No recuerdo haber tenido entonces un sentimiento de rebeldía: sentí tan sólo vergüenza, una vergüenza de mí mismo en gran parte, de mi inhabilidad física, de la rigidez cobarde de mi cuerpo, que me hacía desfilar, como me gritaba Ayerbe, a piñón fijo, como si mis brazos y mis piernas se movieran sin coordinación y sin ritmo. Sentía más o menos la misma humillación que cuando en los primeros cursos del bachillerato me suspendían la gimnasia: el abuso al que estaba siendo sometido en público, delante de otros reclutas y de los instructores, era una prueba bochornosa de mi incompetencia, no de la crueldad de las normas a las que obedecíamos.

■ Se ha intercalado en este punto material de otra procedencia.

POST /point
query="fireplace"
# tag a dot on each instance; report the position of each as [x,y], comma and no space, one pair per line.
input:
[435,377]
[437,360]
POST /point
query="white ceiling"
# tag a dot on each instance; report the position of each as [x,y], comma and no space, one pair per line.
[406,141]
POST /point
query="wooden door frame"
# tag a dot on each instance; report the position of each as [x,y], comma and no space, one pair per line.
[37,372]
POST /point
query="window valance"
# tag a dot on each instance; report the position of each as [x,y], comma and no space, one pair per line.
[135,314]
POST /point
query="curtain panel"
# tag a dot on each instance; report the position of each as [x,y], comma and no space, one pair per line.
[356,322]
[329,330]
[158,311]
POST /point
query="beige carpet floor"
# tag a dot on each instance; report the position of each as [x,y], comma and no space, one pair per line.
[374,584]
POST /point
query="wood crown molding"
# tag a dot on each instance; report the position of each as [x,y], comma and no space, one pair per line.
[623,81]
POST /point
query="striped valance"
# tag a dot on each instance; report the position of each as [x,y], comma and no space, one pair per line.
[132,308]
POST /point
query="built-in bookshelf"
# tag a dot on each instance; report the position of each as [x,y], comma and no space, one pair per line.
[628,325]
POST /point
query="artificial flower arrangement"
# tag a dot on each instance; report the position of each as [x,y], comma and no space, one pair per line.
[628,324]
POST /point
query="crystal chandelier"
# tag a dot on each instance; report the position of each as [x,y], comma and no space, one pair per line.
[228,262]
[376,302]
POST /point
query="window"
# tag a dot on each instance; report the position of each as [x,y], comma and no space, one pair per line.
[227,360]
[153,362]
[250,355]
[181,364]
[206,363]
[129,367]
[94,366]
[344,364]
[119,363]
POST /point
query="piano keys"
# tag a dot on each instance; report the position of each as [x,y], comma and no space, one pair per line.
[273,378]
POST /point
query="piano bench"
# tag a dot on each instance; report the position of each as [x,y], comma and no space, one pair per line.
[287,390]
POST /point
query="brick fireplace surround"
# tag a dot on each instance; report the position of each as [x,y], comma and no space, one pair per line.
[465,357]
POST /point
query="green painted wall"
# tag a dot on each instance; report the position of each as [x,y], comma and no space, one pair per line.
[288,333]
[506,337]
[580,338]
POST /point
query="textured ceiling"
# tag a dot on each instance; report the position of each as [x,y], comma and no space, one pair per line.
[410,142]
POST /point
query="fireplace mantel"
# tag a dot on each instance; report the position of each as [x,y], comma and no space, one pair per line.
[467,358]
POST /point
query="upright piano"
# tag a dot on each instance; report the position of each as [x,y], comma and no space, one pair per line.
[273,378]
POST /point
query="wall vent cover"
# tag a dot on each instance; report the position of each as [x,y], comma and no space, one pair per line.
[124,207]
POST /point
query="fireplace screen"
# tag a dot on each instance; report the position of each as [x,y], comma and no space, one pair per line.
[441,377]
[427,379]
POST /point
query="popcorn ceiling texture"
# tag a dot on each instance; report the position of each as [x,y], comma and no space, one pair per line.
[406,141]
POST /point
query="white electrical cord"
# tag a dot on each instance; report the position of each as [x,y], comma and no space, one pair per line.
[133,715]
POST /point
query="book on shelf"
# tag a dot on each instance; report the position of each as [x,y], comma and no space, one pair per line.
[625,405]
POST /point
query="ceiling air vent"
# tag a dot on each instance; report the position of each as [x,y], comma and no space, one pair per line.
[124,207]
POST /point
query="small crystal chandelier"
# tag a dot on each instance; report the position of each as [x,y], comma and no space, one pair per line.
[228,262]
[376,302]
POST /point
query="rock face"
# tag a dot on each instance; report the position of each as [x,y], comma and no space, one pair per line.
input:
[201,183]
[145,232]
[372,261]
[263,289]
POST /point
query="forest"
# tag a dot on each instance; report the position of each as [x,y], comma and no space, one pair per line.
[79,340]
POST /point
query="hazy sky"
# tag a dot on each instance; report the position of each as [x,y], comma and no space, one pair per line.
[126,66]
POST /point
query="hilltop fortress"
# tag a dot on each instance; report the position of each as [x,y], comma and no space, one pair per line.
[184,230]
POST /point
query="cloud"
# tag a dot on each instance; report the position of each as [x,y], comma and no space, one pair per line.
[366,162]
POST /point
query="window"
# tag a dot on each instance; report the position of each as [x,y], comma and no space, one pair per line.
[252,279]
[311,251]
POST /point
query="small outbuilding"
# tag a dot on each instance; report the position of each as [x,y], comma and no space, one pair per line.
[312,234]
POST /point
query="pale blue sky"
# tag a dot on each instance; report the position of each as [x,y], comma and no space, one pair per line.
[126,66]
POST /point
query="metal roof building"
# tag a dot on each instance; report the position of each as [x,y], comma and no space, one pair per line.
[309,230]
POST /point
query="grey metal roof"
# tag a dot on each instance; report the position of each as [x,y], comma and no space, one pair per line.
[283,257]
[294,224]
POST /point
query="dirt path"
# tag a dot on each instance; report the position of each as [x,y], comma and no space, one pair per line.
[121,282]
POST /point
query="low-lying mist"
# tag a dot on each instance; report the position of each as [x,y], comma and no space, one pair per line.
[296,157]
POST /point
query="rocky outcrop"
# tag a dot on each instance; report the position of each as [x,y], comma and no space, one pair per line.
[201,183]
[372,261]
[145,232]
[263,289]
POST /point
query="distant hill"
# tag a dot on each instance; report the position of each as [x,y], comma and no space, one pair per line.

Perdiendo el paso me distinguía y me separaba de la mayor parte de los otros, los que sabían desfilar sin equivocarse nunca, pero no por eso me sentía más cerca de los que eran más o menos como yo, los otros segregados, los más torpes aún: el pobre y gigantesco Guipúzcoa-22, con sus andares de criatura de Frankenstein y sus mangas tan cortas que le dejaban siempre descubiertas las muñecas y una parte de los antebrazos, el gordo Cáceres, el de los pies planos, que tenía en las caderas y en el culo una amplitud de adiposidades femeninas, aquel recluta alucinado y alunado de Madrid que nunca supo formar ni saludar como era debido, y que tenía una piel tan pálida que se le traslucían las venas de las sienes. Lo último que yo quería era ser como ellos o unirme a ellos para defender en común nuestras dignidades humilladas: lo que yo quería era ser exactamente igual que los otros, unirme a su normalidad y confundirme y fortalecerme en ella, y en mi vileza prefería una improbable sonrisa o una palabra de compañerismo zafio por parte de los que mandaban que una señal de reconocimiento en la cara bondadosa y equina de Guipúzcoa-22: como casi todas las víctimas, lo que yo quería no era acabar con los verdugos, sino merecer su benevolencia, y cuando por fin logré aprender a marcar el paso sin equivocarme y a sincronizar el movimiento de los brazos y me vi libre de la amenaza del pelotón de los torpes empecé a mirar con cierto desdén a los que no habían tenido la misma habilidad o la misma suerte que yo.
Un poco antes de la jura de bandera empecé a pensar que en realidad Ayerbe no era un mal tipo. En los corros de la cantina, que se llamaba el Hogar del Soldado, le reí ostensiblemente alguna de sus gracias sórdidas de veterano, de bisabuelo sentencioso, sin que él pareciera considerarme mucho más con su mirada oblicua que cuando me ponía zancadillas en los ejercicios de instrucción, y fui de los que se acercaron a él para despedirlo el día en que le comunicaron la fecha exacta e inmediata de su licenciamiento. Una parte sumergida y proscrita de mí se rebelaba con asco contra tanta obediencia, pero lo cierto es que el rencor originado por la persecución a la que Ayerbe me había sometido acabó siendo menos intenso que mi gratitud por que hubiera dejado de acosarme.